Podkreślić należy, że przeprowadzanie przez administratora w podmiocie przetwarzającym audytów, w tym inspekcji, należy traktować jako jeden z istotniejszych środków bezpieczeństwa, jakie powinien zastosować administrator w celu prawidłowego wywiązania się ze swoich obowiązków wynikających z art. 32 ust. 1 rozporządzenia 2016/679. Administrator powinien bowiem w czasie korzystania przez niego z usług podmiotu przetwarzającego dysponować wiedzą, czy i w jaki sposób podmiot, któremu powierzył przetwarzanie danych osobowych, spełnia wymogi określone w rozporządzeniu 2016/679.
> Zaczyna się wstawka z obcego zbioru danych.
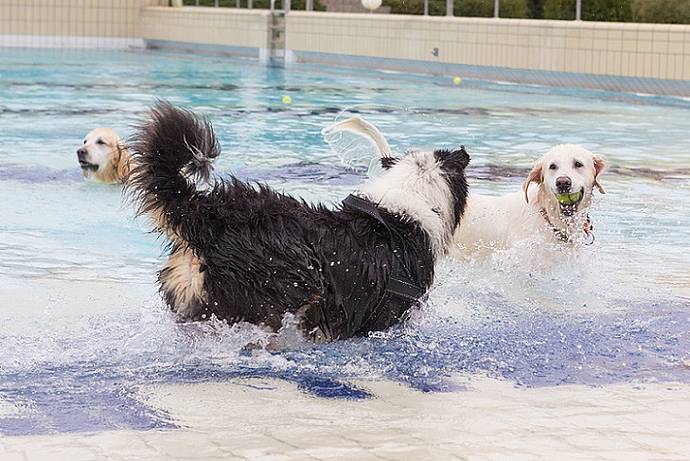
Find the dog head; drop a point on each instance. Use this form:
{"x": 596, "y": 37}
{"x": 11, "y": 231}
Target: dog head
{"x": 103, "y": 156}
{"x": 567, "y": 175}
{"x": 429, "y": 187}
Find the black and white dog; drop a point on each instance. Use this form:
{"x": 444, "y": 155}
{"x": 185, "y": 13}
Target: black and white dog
{"x": 251, "y": 254}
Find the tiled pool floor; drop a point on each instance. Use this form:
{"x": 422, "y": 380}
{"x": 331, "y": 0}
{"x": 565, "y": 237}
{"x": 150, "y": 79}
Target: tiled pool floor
{"x": 257, "y": 419}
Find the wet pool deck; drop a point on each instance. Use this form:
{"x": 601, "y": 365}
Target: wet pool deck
{"x": 259, "y": 419}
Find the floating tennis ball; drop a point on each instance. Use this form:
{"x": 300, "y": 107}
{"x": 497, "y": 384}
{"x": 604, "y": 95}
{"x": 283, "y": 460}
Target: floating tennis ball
{"x": 569, "y": 199}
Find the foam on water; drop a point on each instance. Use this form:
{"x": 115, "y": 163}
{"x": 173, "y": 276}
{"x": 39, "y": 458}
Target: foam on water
{"x": 83, "y": 330}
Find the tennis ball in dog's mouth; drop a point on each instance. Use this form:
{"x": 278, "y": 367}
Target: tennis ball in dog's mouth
{"x": 569, "y": 199}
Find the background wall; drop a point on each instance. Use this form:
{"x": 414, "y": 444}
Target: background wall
{"x": 85, "y": 23}
{"x": 632, "y": 50}
{"x": 242, "y": 31}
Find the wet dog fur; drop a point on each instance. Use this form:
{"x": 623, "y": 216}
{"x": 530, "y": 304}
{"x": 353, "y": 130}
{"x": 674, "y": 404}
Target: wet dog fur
{"x": 245, "y": 252}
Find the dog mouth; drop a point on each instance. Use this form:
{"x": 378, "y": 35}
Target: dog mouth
{"x": 569, "y": 202}
{"x": 86, "y": 166}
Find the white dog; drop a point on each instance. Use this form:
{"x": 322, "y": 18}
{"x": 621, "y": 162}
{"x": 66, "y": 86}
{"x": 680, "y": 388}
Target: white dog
{"x": 103, "y": 156}
{"x": 553, "y": 205}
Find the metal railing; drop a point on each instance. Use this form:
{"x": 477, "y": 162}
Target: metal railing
{"x": 450, "y": 7}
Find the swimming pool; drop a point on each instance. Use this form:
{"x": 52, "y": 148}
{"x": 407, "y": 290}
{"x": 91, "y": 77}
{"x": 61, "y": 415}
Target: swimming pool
{"x": 85, "y": 336}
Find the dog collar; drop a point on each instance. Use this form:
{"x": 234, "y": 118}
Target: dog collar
{"x": 400, "y": 282}
{"x": 563, "y": 236}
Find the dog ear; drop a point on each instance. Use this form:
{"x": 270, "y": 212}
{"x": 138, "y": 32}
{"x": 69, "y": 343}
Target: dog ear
{"x": 459, "y": 157}
{"x": 388, "y": 162}
{"x": 599, "y": 167}
{"x": 122, "y": 164}
{"x": 536, "y": 175}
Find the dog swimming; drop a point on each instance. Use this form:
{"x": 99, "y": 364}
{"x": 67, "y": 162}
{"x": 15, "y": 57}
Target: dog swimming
{"x": 244, "y": 252}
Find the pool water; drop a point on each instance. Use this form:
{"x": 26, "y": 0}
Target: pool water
{"x": 84, "y": 333}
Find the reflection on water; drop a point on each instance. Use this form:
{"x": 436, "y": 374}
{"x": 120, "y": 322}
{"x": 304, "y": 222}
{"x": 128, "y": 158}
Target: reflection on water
{"x": 82, "y": 329}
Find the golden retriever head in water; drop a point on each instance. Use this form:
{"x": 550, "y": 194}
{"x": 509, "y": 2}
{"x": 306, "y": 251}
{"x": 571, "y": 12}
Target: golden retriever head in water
{"x": 103, "y": 156}
{"x": 567, "y": 174}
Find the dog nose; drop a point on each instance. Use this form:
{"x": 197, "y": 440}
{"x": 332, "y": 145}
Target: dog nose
{"x": 563, "y": 184}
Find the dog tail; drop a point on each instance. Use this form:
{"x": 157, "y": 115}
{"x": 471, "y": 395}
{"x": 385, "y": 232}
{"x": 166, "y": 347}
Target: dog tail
{"x": 361, "y": 127}
{"x": 169, "y": 150}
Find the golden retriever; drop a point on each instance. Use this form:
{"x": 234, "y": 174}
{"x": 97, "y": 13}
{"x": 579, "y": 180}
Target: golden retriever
{"x": 103, "y": 156}
{"x": 553, "y": 205}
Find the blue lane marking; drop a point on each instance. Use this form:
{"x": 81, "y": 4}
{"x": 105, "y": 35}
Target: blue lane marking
{"x": 651, "y": 343}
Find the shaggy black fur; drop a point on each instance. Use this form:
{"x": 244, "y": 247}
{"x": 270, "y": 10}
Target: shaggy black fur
{"x": 264, "y": 254}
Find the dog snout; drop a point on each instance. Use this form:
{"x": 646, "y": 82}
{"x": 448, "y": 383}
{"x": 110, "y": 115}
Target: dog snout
{"x": 563, "y": 184}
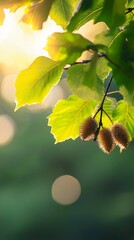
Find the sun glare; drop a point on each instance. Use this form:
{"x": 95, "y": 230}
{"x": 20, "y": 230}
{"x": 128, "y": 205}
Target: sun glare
{"x": 19, "y": 43}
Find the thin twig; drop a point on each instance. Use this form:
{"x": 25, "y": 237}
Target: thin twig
{"x": 101, "y": 110}
{"x": 108, "y": 116}
{"x": 113, "y": 92}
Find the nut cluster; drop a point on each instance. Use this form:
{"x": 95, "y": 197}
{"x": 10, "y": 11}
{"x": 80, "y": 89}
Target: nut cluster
{"x": 107, "y": 138}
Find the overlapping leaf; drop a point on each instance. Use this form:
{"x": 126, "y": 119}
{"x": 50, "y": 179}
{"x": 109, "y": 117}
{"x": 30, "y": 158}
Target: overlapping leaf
{"x": 121, "y": 55}
{"x": 67, "y": 47}
{"x": 63, "y": 10}
{"x": 88, "y": 10}
{"x": 113, "y": 13}
{"x": 124, "y": 113}
{"x": 67, "y": 117}
{"x": 84, "y": 82}
{"x": 36, "y": 12}
{"x": 34, "y": 83}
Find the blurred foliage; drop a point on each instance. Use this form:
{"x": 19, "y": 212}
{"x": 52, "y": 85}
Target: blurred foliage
{"x": 30, "y": 164}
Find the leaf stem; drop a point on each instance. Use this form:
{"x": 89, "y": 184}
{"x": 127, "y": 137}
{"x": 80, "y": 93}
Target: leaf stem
{"x": 101, "y": 110}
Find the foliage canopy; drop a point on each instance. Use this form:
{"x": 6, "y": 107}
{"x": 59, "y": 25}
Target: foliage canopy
{"x": 111, "y": 60}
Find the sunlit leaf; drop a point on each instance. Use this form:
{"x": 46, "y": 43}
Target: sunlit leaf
{"x": 15, "y": 4}
{"x": 113, "y": 13}
{"x": 34, "y": 83}
{"x": 84, "y": 82}
{"x": 89, "y": 10}
{"x": 124, "y": 113}
{"x": 63, "y": 10}
{"x": 128, "y": 96}
{"x": 67, "y": 47}
{"x": 121, "y": 55}
{"x": 37, "y": 13}
{"x": 67, "y": 117}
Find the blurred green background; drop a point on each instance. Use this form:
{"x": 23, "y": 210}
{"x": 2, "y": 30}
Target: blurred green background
{"x": 31, "y": 162}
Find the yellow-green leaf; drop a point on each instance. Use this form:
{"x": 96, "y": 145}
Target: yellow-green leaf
{"x": 33, "y": 84}
{"x": 84, "y": 82}
{"x": 67, "y": 46}
{"x": 63, "y": 10}
{"x": 67, "y": 117}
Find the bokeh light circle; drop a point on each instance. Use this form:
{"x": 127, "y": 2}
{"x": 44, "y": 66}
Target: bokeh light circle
{"x": 66, "y": 190}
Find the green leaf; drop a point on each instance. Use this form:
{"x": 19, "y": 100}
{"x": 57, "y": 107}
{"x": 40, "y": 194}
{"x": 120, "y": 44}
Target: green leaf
{"x": 63, "y": 10}
{"x": 89, "y": 10}
{"x": 84, "y": 82}
{"x": 15, "y": 4}
{"x": 121, "y": 56}
{"x": 67, "y": 47}
{"x": 37, "y": 13}
{"x": 67, "y": 117}
{"x": 124, "y": 113}
{"x": 130, "y": 4}
{"x": 113, "y": 13}
{"x": 128, "y": 96}
{"x": 34, "y": 83}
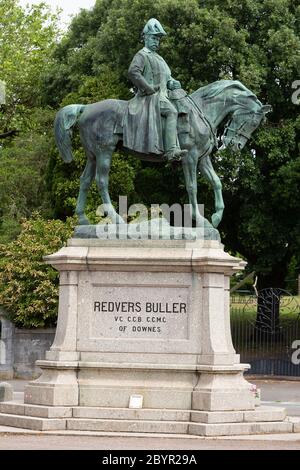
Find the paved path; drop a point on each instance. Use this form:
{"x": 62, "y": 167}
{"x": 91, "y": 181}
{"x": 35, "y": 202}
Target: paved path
{"x": 57, "y": 442}
{"x": 280, "y": 393}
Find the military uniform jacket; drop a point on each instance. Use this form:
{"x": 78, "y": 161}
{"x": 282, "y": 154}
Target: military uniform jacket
{"x": 142, "y": 122}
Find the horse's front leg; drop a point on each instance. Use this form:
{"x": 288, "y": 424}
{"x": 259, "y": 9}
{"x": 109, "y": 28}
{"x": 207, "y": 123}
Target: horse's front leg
{"x": 208, "y": 171}
{"x": 86, "y": 180}
{"x": 189, "y": 164}
{"x": 104, "y": 157}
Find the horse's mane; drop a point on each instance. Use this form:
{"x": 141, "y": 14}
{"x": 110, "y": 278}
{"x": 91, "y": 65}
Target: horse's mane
{"x": 216, "y": 88}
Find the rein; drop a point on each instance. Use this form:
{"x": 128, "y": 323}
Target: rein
{"x": 204, "y": 118}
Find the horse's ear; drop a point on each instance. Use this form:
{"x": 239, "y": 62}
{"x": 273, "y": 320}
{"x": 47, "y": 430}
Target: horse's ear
{"x": 266, "y": 108}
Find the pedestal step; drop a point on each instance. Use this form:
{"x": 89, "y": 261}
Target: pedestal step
{"x": 262, "y": 420}
{"x": 133, "y": 425}
{"x": 234, "y": 429}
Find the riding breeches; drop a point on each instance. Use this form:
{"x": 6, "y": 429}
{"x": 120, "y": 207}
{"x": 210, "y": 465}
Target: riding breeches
{"x": 169, "y": 112}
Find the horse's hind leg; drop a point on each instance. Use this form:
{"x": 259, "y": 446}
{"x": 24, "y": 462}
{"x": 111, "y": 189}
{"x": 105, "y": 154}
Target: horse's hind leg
{"x": 104, "y": 156}
{"x": 86, "y": 180}
{"x": 208, "y": 171}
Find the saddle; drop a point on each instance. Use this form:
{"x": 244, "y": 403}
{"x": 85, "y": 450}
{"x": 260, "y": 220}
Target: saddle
{"x": 190, "y": 121}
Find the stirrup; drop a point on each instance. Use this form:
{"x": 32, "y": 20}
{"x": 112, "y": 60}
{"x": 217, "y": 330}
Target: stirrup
{"x": 175, "y": 155}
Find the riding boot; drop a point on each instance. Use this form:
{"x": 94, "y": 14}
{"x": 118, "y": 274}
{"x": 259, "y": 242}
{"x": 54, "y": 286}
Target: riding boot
{"x": 173, "y": 151}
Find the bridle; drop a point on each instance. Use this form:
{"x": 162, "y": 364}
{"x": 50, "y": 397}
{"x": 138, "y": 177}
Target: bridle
{"x": 240, "y": 130}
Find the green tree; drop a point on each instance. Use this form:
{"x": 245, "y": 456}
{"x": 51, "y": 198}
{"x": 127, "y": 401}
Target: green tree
{"x": 29, "y": 287}
{"x": 256, "y": 42}
{"x": 27, "y": 38}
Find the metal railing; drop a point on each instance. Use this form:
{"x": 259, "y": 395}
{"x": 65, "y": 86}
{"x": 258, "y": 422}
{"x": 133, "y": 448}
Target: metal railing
{"x": 265, "y": 331}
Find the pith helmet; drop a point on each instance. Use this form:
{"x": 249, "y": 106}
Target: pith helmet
{"x": 154, "y": 27}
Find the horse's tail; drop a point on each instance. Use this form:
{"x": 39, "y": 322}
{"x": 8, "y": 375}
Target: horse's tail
{"x": 65, "y": 119}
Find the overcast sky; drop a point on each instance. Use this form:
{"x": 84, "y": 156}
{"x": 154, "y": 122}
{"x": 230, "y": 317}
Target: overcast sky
{"x": 70, "y": 7}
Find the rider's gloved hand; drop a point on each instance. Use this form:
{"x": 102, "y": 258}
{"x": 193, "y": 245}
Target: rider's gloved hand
{"x": 152, "y": 90}
{"x": 174, "y": 84}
Brak realizacji audytów (przed audytem przeprowadzonym w następstwie zaistnienia przedmiotowego naruszenia ochrony danych osobowych), w tym inspekcji, w podmiocie przetwarzającym oznacza również naruszenie przepisu art. 25 ust. 1 rozporządzenia 2016/679.

Przepis ten obliguje do wdrażania odpowiednich środków technicznych i organizacyjnych, nie tylko przy określaniu sposobów przetwarzania, ale także w czasie samego przetwarzania.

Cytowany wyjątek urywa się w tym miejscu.